Trail Ridge Road
Trail Ridge Road
Trail Ridge Road, Rocky Mountain National Park’s heavily traveled highway to the sky, inspired awe before the first motorist ever traveled it. “It is hard to describe what a sensation this new road is going to make,” predicted Horace Albright, director of the National Park Service, in 1931 during the road’s construction. “You will have the whole sweep of the Rockies before you in all directions.”
The next year, Rocky Mountain National Park’s lofty wilderness interior was introduced to the first travelers along an auto route the Rocky Mountain News called a “scenic wonder road of the world.”

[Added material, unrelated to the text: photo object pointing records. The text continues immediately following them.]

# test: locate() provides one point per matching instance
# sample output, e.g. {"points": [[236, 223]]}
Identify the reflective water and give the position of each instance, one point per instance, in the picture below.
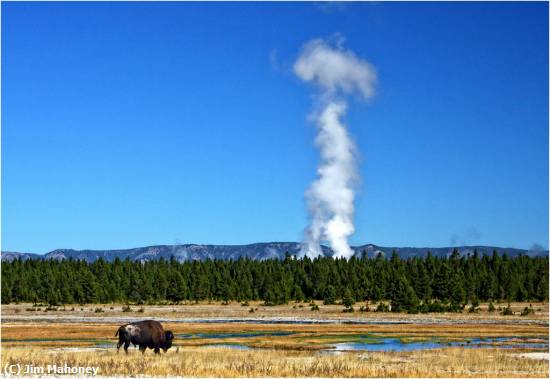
{"points": [[234, 335]]}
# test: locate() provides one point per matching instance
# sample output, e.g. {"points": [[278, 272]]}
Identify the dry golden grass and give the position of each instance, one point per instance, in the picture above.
{"points": [[219, 362], [79, 331]]}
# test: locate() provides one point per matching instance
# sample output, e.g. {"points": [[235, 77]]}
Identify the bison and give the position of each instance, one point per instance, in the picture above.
{"points": [[145, 334]]}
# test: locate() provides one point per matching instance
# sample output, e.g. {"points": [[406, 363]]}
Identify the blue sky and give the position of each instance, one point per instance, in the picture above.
{"points": [[133, 124]]}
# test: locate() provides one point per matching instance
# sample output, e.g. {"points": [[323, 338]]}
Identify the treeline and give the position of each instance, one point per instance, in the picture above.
{"points": [[417, 284]]}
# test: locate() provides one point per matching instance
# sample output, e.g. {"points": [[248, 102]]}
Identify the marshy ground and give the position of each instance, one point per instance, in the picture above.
{"points": [[288, 340]]}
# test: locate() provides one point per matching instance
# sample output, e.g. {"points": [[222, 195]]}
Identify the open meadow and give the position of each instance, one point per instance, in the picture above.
{"points": [[215, 340]]}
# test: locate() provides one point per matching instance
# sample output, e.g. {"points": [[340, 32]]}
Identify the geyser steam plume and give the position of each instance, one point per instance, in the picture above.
{"points": [[335, 72]]}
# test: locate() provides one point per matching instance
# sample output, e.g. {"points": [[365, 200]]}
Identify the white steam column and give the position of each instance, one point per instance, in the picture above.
{"points": [[335, 72]]}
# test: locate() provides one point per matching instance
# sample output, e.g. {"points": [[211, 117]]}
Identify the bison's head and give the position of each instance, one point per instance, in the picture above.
{"points": [[168, 337]]}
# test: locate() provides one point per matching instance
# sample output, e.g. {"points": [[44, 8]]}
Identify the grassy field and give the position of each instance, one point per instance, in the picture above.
{"points": [[219, 362], [236, 310], [86, 338]]}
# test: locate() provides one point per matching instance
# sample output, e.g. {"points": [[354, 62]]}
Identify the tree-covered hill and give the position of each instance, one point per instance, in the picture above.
{"points": [[258, 251], [415, 284]]}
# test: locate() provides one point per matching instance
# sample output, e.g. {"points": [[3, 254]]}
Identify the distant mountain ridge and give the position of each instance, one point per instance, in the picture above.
{"points": [[258, 251]]}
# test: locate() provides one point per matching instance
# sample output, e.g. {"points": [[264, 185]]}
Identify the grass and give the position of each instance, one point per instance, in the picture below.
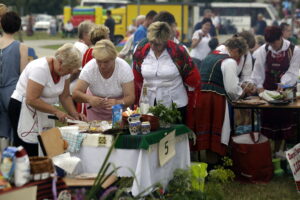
{"points": [[280, 188], [54, 46]]}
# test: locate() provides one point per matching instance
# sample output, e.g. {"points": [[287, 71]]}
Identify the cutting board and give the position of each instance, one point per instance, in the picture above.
{"points": [[51, 142]]}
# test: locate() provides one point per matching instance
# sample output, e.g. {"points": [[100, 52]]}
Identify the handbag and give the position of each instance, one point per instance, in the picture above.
{"points": [[31, 123], [252, 157]]}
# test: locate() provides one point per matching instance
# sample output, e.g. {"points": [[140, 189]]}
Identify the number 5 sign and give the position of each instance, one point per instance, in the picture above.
{"points": [[166, 148]]}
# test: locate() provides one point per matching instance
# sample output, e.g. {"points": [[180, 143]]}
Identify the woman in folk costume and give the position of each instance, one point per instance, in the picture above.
{"points": [[219, 82], [165, 68], [277, 61]]}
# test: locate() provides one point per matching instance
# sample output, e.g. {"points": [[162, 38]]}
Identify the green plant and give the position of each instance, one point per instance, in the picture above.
{"points": [[179, 188], [168, 115], [222, 173]]}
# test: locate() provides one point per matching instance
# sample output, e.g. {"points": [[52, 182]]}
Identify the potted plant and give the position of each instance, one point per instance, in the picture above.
{"points": [[167, 116]]}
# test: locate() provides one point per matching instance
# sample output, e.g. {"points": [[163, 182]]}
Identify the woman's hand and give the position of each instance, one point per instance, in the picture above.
{"points": [[96, 101], [108, 103], [80, 116], [62, 117], [260, 90], [249, 88]]}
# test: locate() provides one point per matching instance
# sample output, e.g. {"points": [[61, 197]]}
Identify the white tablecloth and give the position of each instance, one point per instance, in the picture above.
{"points": [[143, 163]]}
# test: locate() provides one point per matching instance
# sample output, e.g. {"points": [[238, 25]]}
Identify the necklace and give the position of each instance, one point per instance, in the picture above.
{"points": [[54, 75]]}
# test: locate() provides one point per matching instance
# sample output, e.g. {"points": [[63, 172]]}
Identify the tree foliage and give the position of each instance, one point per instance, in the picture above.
{"points": [[52, 7]]}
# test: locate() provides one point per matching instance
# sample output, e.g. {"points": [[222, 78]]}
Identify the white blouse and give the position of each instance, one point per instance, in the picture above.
{"points": [[111, 87], [244, 67], [202, 49], [289, 78], [229, 69], [38, 71], [163, 80]]}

Was all this just enthusiastic exaggeration? Hardly.
Covering the 48 miles between Estes Park on the park’s east side and Grand Lake on the west, Trail Ridge Road more than lives up to its advanced billing. Eleven miles of this high highway travel above treeline, the elevation near 11,500 feet where the park’s evergreen forests come to a halt. As it winds across the tundra’s vastness to its high point at 12,183 feet elevation, Trail Ridge Road (U.S. 34) offers visitors thrilling views, wildlife sightings and spectacular alpine wildflower exhibitions, all from the comfort of their car.

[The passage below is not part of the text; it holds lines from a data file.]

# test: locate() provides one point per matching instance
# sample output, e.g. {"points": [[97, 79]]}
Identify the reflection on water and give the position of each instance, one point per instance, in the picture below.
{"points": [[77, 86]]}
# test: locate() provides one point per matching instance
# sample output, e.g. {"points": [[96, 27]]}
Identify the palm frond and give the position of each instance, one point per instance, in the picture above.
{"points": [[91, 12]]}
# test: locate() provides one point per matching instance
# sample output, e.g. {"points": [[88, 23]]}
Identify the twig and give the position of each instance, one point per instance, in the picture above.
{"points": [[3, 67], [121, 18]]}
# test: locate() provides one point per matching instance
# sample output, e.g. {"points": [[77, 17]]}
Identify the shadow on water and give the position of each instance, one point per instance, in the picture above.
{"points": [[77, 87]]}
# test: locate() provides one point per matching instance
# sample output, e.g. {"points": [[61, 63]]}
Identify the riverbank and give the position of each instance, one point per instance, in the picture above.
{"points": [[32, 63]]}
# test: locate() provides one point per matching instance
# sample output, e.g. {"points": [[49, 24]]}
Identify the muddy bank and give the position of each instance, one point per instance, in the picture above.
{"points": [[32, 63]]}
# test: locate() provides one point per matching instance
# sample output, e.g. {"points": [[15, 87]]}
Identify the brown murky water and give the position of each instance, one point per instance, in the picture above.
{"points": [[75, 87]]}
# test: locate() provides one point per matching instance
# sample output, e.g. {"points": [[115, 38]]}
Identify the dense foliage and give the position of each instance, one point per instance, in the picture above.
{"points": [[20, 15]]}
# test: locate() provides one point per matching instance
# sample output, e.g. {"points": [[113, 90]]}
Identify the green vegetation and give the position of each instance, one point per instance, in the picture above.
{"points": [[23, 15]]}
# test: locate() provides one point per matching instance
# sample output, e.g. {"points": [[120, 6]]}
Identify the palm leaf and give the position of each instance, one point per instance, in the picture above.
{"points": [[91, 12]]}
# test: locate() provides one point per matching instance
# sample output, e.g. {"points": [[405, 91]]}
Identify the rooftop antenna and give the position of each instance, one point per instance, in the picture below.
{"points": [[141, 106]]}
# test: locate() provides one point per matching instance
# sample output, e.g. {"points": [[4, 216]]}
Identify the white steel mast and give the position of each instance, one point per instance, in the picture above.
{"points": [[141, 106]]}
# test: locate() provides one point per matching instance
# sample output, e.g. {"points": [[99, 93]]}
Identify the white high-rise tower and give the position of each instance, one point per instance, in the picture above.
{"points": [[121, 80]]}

Whether they begin their journey at Estes Park or Grand Lake, Trail Ridge Road travelers climb some 4,000 feet in a matter of minutes. The changes that occur en route are fascinating to observe. A drive that may begin in montane forests of aspen and ponderosa pine soon enters thick subalpine forests of fir and spruce. At treeline, the last stunted, wind-battered trees yield to the alpine tundra.
Up on that windswept alpine world, conditions resemble those found in the Canadian or Alaskan Arctic. It’s normally windy and 20 to 30 degrees colder than Estes Park or Grand Lake. The sun beats down with high- ultraviolet intensity. The vistas, best enjoyed from one of several marked road pullovers, are extravagant, sweeping north to Wyoming, east across the Front Range cities and Great Plains, south and west into the heart of the Rockies.

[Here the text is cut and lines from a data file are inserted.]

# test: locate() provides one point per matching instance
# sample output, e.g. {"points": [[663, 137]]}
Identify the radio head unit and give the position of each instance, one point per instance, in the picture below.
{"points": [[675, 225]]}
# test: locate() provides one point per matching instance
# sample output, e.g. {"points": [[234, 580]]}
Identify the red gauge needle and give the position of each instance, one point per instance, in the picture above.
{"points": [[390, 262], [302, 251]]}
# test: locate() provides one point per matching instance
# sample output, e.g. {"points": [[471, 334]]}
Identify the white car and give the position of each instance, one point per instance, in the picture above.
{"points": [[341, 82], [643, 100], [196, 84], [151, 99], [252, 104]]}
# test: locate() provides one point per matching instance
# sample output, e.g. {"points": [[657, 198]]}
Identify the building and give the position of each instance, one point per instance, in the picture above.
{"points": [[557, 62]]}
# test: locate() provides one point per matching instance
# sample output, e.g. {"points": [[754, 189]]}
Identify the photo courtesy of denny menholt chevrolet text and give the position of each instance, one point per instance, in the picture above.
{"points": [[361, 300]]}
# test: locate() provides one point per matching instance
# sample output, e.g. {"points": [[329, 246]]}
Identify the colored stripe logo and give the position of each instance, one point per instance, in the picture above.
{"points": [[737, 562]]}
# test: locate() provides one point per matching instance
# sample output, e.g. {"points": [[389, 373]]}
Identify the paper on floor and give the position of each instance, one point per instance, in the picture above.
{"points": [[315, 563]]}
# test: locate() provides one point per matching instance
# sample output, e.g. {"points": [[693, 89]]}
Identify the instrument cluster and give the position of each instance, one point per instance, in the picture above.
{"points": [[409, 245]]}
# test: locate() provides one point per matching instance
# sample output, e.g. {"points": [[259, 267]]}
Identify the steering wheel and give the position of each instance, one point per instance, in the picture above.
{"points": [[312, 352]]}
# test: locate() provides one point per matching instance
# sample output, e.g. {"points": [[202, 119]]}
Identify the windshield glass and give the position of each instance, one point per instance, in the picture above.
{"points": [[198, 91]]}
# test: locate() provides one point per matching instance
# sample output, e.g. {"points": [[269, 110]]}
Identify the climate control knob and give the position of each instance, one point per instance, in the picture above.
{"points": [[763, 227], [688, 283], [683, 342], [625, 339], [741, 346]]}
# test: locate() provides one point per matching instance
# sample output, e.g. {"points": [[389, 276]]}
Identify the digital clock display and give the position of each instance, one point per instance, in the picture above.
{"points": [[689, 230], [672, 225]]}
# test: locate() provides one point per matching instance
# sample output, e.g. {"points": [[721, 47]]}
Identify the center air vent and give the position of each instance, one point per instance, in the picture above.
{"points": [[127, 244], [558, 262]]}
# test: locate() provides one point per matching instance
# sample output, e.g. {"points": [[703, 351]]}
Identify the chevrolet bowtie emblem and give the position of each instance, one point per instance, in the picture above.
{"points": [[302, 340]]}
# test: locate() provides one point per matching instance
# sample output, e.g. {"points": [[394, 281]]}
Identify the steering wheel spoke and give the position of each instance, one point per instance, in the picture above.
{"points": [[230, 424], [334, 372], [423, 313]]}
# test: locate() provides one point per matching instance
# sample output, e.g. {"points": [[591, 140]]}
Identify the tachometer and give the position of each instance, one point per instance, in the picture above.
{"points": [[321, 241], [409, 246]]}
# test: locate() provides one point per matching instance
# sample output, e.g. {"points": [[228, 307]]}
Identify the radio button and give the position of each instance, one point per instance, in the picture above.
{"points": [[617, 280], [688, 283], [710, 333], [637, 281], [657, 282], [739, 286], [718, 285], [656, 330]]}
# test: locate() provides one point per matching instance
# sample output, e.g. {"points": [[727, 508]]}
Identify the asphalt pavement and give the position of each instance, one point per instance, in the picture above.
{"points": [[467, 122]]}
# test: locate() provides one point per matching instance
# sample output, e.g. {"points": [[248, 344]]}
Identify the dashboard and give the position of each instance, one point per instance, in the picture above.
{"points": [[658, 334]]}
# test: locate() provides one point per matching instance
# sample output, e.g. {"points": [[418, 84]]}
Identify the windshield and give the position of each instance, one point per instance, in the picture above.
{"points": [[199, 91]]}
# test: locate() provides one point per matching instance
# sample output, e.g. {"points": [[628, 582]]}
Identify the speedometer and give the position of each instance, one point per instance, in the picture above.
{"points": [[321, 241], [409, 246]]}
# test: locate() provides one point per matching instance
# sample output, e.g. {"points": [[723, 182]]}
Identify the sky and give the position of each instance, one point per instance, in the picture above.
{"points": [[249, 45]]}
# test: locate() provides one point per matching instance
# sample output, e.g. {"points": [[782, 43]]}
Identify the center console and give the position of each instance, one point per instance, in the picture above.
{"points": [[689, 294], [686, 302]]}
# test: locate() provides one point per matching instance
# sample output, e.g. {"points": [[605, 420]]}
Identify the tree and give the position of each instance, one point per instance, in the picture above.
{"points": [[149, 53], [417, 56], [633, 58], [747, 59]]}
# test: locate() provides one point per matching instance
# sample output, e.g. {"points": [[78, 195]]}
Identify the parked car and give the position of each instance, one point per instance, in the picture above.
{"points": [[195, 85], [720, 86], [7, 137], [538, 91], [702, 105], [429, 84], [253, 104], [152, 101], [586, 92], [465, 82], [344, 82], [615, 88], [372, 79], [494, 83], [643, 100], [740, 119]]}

But for all its harshness, the Trail Ridge tundra is a place of vibrant life and vivid colors. Pikas, marmots, ptarmigans and bighorn sheep are commonly seen. About 200 species of tiny alpine plants hug the ground. Despite a growing season that may last just 40 days, many bloom exuberantly, adorning the green summer tundra with swatches of yellow, red, pink, blue, purple and white. All are seen from the Tundra World Nature Trail, a half-hour walk beginning near the parking area at Rock Cut.
Most Trail Ridge Road travelers drive to treeline with a certain amount of urgency. They are advised not to ignore all that awaits in the verdant country below the alpine tundra. Forested moraines, great heaps of earth and rock debris left behind by melting Ice Age glaciers, rise above lush mountain meadows. The Continental Divide, where streamflows are separated east from west, is crossed at Milner Pass, located at a surprisingly low 10,120 feet elevation. Moose munch greenery in the upper reaches of the Colorado River, which flows through the scenic Kawuneeche Valley. Grazing elk greet sunrise and sunset in many of the forest-rimmed meadows found around the park.
At all elevations, the drive on Trail Ridge Road is a memorable adventure. Put aside at least a half day for the trip. Longer, if possible. The experience, as Horace Albright suggested more than a half century ago, is hard to describe.
Trail Ridge Road is one of ten America’s Byways in Colorado and a national designated All American Road. Like to see as many byways as you can? On the outskirts of Rocky is the oldest Colorado Scenic Byway, Peak to Peak, and another America’s Byway, the Colorado River Headwaters.